Tuesday, June 05, 2007

In New Yorker staff writer Rebecca Mead’s new book, One Perfect Day: The Selling of the American Wedding (Penguin, 2007), she asks what American weddings say about the American identity.

EVENT
Rebecca Mead will be reading from One Perfect Day at the Lincoln Center Barnes & Noble tonight at 7:30. She’ll be at the Barnes & Noble in Park Slope, Brooklyn on Thursday at 7:00.

One Perfect Day is available for purchase at Amazon.com.


Comments

  • [1] Jake Loves from nj June 05, 2007 - 11:11AM

    US weddings may be excessive but weddings in lots of third world countries, like India, Asia etc. cost even more -- in real dollars. MUCH more.

    Curious to hear response.


  • [2] Jim Lang from nj June 05, 2007 - 11:16AM

    Didn't know what the wedding was until the moment I was making a promise in front of all the people I care most about -- it's a promise made in front of all the people you care most about! Not many of those...


  • [3] Roger Witherspoon from teaneck, nj June 05, 2007 - 11:32AM

    The wedding is for two people. All others are observers.

    I'm 58 and for the last 12 years have been a single parent raising 2 daughters: a 25 year old now married in Virginia and a 20-year-old senior at Florida State.

    In February, I and a woman I have been dating flew to Las Vegas the week after Valentines and got married. We thought about having a wedding here but decided the marriage is for us -- not the kids, not the friends, not the relatives.

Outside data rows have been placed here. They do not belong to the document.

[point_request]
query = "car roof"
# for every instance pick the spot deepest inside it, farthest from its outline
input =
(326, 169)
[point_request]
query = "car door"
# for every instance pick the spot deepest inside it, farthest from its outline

    So we went away to spend a week with each other -- away from family obligations, work, computers, emails, and phones.

    The wedding was in a small chapel, with Renaissance music provided by Cerdorian, a NYC choral group. Elvis was not invited.

    Neither of us are gamblers, but Las Vegas is an interesting environmental region. We toured Yucca Mountain, the proposed nuclear repository, drove through the Valley of Fire and other interesting desert habitats. We returned to the hubub of the working world refreshed and married.


  • [4] Jennifer Hickey from Manhattan, New York June 05, 2007 - 11:36AM

    I feel pressured to get married because family and society do not seem to view a relationship as "real." Like you're not an "adult" until you're married.


  • [5] RGnyc from Queens June 05, 2007 - 11:37AM

    I am planning a wedding and was told off the bat from both sides of the parents that it would be 500+.

    See I'm Indian and this is apparently common. I went to a wedding in India 2 years ago that was 1500 people.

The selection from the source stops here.